Clearly, it would be wrong for the present owners of the 1,605-acre portion of Schneider Ranch known as Clear Creek Canyon to be forever denied the right to profit from their investment, and the USFS “land swap” proposal – valuable land already zoned for commercial development in exchange for protected open land with limited building right -will address that.
Nor do I mean to portray developers as irresponsible ogres bent on grabbing up every inch of open space in the Carson Valley and destroying all that we love about it.
Their job is to find cheap land and exploit it for maximum profit, if necessary pressuring the public and their paid servants and elected representatives to change the rules so they won’t have to be broken.
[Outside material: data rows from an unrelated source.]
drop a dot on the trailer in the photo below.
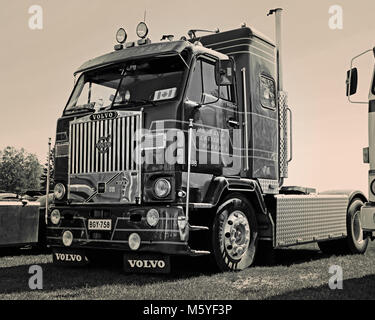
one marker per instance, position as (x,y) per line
(182,148)
(367,217)
(19,221)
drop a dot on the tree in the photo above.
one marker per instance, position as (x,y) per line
(19,170)
(43,178)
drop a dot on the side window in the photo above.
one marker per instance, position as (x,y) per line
(209,82)
(267,92)
(203,81)
(195,89)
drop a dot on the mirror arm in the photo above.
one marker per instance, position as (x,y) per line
(350,74)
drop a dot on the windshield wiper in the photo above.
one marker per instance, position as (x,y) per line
(134,102)
(84,107)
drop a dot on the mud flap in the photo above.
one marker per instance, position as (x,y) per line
(145,263)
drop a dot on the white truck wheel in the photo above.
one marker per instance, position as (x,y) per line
(235,234)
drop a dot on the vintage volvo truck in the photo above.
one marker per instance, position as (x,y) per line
(182,148)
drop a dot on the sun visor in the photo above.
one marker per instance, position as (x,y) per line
(155,49)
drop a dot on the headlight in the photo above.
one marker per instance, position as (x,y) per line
(152,217)
(67,238)
(134,241)
(162,188)
(59,191)
(121,35)
(55,216)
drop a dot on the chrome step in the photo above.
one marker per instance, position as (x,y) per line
(198,228)
(197,253)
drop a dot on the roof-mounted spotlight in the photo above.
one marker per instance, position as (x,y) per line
(121,35)
(142,30)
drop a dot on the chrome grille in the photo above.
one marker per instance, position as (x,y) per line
(104,145)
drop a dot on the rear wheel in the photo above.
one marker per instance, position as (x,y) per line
(235,234)
(355,242)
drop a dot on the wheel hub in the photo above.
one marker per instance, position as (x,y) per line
(357,228)
(236,236)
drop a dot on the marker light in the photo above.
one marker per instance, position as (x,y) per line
(59,191)
(142,30)
(152,217)
(162,188)
(55,216)
(121,35)
(134,241)
(372,187)
(67,238)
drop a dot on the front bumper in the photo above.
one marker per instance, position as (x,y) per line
(169,236)
(368,217)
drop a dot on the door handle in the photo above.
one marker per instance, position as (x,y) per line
(233,123)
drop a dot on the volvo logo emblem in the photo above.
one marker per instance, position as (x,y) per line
(104,115)
(103,144)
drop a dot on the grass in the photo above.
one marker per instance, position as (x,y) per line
(300,273)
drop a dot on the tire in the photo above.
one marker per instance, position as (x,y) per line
(235,234)
(354,243)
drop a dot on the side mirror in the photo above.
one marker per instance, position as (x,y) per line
(224,73)
(351,82)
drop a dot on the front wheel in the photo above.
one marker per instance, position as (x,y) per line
(235,234)
(355,242)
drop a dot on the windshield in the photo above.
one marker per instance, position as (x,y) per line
(136,82)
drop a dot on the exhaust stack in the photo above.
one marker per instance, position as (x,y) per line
(278,35)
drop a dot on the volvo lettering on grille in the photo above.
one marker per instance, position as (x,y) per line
(104,144)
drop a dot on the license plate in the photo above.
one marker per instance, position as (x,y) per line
(100,224)
(69,257)
(145,263)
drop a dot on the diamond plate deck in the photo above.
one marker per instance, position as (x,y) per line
(309,218)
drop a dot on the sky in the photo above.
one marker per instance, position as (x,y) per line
(36,69)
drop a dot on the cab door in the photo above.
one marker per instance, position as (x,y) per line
(215,120)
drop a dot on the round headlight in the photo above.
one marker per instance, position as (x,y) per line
(134,241)
(142,30)
(162,188)
(59,191)
(121,35)
(55,216)
(372,187)
(67,238)
(152,217)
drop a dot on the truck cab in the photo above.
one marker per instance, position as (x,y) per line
(181,148)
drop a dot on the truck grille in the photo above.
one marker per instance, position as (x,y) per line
(104,145)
It’s just business.
Golf courses are a boon to any community if the choice is between wasteland or landfills and hundreds of acres of lush -and thirsty! – greens and contoured sand traps, even if the majority of the local population never goes near them.
But that’s not the issue here. Unspoiled wilderness and wild-life habitat is preferable to a golf course any day.
And what we all have to worry about is that it may be much easier to tear up a failed golf course and replace it with housing than it would be to go straight from undeveloped open land to more urban sprawl, especially if the county is amenable to willy-nilly master plan amendments.
Mr. Dingman and the Realtors standing by to sell the new homes he wants to build amid pristine forests and meadowland are just doing their jobs.
Hopefully, you will agree that whenever there is a clash between a developer’s interests and those of the entire community, it is your job to use the un-amended, un-diluted, un-equivocal spirit of the master plan to stop them.